More chief sustainability officers are taking on risk management, survey finds
Identifying regulatory, supply chain and climate vulnerabilities takes a front seat to two other top priorities for the CSO role: cost savings and customer acquisition. Read More
- Sustainability is increasingly driven by business uncertainty, along with regulatory pressures, according to an annual survey by recruiting firm Weinreb Group.
- Fewer CSOs report directly to CSOs, while more are accountable to the legal department.
- The number of CSOs at U.S. public companies declined 10 percent over the past year.
Risk mitigation trumps cost savings as the top way for sustainability teams to create business value for their organizations, according to an annual survey of chief sustainability officers (CSOs) at publicly traded U.S. companies.
More than 62 percent of the respondents said their ability to identify and offer strategies to address regulatory, supply chain and climate risks resonated with other members of the C-suite.
Exhibit A: Spirits company Suntory in January 2025 appointed its chief sustainability officer, Kim Marotta, to head risk management. “What enterprise risk management has given me is the opportunity to see the big picture,” she told Trellis during a Climate Pioneers interview in February. “Instead of just having environmental risks, they’re business risks.”
Two other ways that CSOs can provide business value are through cost savings related to improved energy, waste management and operational efficiency (52 percent); and initiatives that support customer acquisition and retention (38 percent).

The responses come from the 15th annual CSO insights report from recruiter Weinreb Group. They reflect the opinions of 69 CSOs at U.S. public companies, approximately one-third of the 193 executives who held that title as of July 1. That’s a smaller universe than in 2025, when there were 216 individuals with the title at U.S. public companies.

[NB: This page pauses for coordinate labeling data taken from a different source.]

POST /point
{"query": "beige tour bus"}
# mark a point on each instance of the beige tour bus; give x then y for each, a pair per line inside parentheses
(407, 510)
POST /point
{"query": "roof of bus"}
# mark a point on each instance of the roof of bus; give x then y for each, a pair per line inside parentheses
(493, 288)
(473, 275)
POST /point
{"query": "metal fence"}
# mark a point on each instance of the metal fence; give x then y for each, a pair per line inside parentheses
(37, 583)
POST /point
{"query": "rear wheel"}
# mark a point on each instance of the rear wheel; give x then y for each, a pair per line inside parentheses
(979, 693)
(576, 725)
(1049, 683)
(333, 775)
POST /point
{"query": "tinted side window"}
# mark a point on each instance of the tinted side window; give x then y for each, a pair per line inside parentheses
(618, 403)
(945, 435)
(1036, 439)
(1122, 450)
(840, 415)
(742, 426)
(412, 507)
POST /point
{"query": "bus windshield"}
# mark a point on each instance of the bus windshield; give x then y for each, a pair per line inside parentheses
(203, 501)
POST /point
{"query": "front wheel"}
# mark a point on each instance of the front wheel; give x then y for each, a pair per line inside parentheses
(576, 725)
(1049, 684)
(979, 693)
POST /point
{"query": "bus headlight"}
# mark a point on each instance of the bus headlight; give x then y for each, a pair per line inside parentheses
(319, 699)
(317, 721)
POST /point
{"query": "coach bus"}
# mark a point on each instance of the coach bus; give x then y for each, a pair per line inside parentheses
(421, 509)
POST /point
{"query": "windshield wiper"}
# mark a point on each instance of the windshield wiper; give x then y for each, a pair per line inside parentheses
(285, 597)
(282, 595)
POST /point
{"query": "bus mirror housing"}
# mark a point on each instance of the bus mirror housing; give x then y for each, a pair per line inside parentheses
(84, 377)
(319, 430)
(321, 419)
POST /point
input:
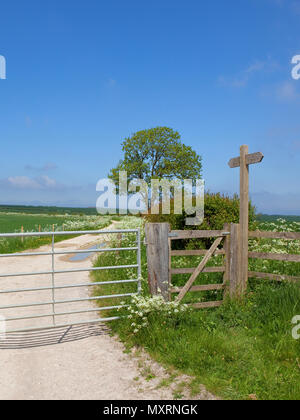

“CSOs are the futurists of the corporate context,” said International Paper CSO Sophie Beckham, a respondent. “My mandate is to see around corners, build resilience into our business model and create value that will help my company not just navigate but thrive when facing emerging risks and opportunities.”
What’s shaping sustainability
Customer and business partner pressure is the chief driver of sustainability strategy, according to 62 percent of the CSOs that responded to the survey. Other top drivers are regulatory pressure (57 percent) and investor/shareholder pressure (41 percent).
The top challenges CSOs face today: market and economic uncertainty (62 percent), followed by regulatory requirements (57 percent) — a view that respondents said they share with other top executives within their organization.

Approximately 42 percent of the respondents reported that their responsibilities had broadened in the past year.
“We are reaching a tipping point where ‘sustainable business’ is simply ‘smart business,’ ” said one respondent, who chose to remain anonymous.
That shift is evidenced by the increase in sustainability headcount that is happening outside central teams: 42 percent of the respondents reported that more individuals were hired to add that perspective to other units.
Reporting lines for CSOs are also shifting, a finding mirrored in the latest Trellis State of the Sustainability Profession research published in May, a broader survey of more than 500 sustainability professionals.
One-quarter of the Weinreb respondents said reporting lines in their organization have changed since January 2025: Just 14 percent are directly accountable to their company’s CEO, compared with 33 percent 18 months ago, while a growing number report to the legal department.
“After tracking the CSO role for so many years, what heartens me the most is the resilience of the people who hold this title,” said Weinreb Group CEO Ellen Weinreb. “There’s rarely a playbook for what they do, yet they negotiate every new challenge with grace and determination.”